That's interesting petit1, I like the idea of "brassage", which sounds more active and energetic than "mélangeur", though the mixing hot and cold idea is nice too. Are you suggesting something like "brasseur"? Isn't that maybe a bit too… rough?


----------



## petit1

I can't suggest anything now but it is the idea.


----------



## Topsie

Wodwo said:


> Are you suggesting something like "brasseur"? Isn't that maybe a bit too… rough?


... or beery! 
Mingling (like socializing and making small talk) seems to be a foreign concept for the French!
I (try to) do "getting to know each other" ice-breakers involving standing up and actually circulating around the room at the beginning of a new training-course, but I've never given the activities a French name... I'll think about it and try to come up with something suitably pompous-sounding that French pédagogues would appreciate!


----------



## TheAlien

Pay attention, "brasseur" is a trade name (Who produces beer).


----------



## Wodwo

Yes, I know it's a brewer. It's not a "trade name" though, as that would be a name for which a company has copyright.

I don't personally think there's a problem with using words that have literal meanings (bride-glace, etc.) metaphorically. So I'd be happy to go with "brasseur" if I thought it had the right connotations, but I'm not sure it does. At the moment I'm more keen on "mélangeur", because the tap metaphor is rather apt in my context.


----------



## petit1

Alors, un truc bien pompeux:
pratique orale entrecroisée
stratégie entrecroisée de la pratique orale


----------



## TheAlien

Just a detail, Wodwo. Our Canadian friends are using the expression_ trade name_ for _nom de métier_ : "New trade name: Oil Heat Systems Technician" (http://www.buildforce.ca/en/pdf/CSC_LF2010_ATL_e.pdf).


----------



## Topsie

petit1 said:


> stratégie entrecroisée de la pratique orale


Oooooh! I just _lurve_ that! (j'adoooore!) Do you think adding "_interactive_" is a bit too much?


----------



## petit1

Never too much for the French Pedagogues.


----------



## Wodwo

That sounds great for the teacher training manuals, particularly with "interactive" added on, (and yes, we have this kind of thing in the UK too), but I'm actually after something simple to use with my London-based, and mainly British students who are still struggling with things like gender, pronouns, past tenses, you name it… Can't really say, "OK, maintenant on va faire une stratégie entrecroisée de la pratique orale (interactive)" and expect their little faces to light up.

So I'm going with "mélangeur" unless anyone comes up with anything more convincing.

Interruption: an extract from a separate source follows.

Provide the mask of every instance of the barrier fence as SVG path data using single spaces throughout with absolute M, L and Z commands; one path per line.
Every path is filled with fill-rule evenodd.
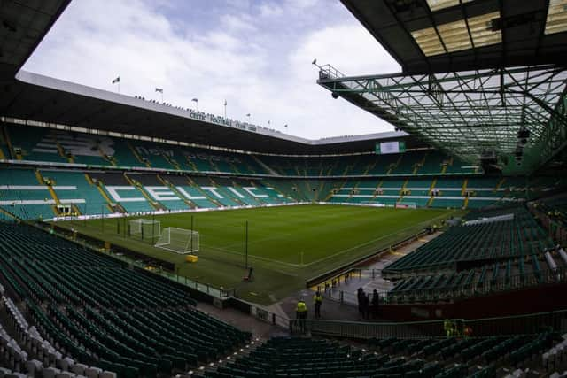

It's either that or back to "meenglare".

Thanks all for your entertaining and imaginative efforts.


----------



## petit1

un exercice oral interactif / une activité orale interactive


----------



## Wodwo

Yes, but a pair interview and report back would also be une activité orale intéractive. In fact, my classes in their entirety consist of activités orales intéractives, since students don't write much - they can do that at home - but are expected to listen and speak in French throughout.

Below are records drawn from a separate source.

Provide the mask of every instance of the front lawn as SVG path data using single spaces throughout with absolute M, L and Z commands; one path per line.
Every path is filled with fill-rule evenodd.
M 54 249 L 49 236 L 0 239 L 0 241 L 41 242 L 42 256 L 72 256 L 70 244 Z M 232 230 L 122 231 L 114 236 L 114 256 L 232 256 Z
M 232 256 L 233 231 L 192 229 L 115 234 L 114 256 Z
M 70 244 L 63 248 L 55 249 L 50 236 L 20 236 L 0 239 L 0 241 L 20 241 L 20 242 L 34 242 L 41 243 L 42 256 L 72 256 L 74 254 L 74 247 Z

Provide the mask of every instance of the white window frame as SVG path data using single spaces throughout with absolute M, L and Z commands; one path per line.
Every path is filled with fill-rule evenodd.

The thing about the mingler is that they talk to as many others as possible, in brief conversations, thereby practising some phrases over and over, while also having a bit of freedom in other aspects of what they say.


----------



## petit1

de la communication croisée


----------



## Wodwo

Not sure about "communication croisée". Googling suggests it is another way of saying "dialogue bilingue" in which two people communicate in two different languages, each understood by the other. At least this is what it says in a book that is online but from which I can't copy and paste and to which I can't post a link...


----------



## didierpitre

Termium gives "*Prise de contact*" as an equivalent for "mingle" (along with socialisation, réseautage, etc.), so maybe _exercice _or _activité de prise de contact_. That might be better as a translation for getting-to-know-you activities, which are not necessarily all too different than an ice-breaker, but it may still serve as a working solution.


----------



## petit1

If you have to invent a name for this type of activity: *un méli-mélo* ???


----------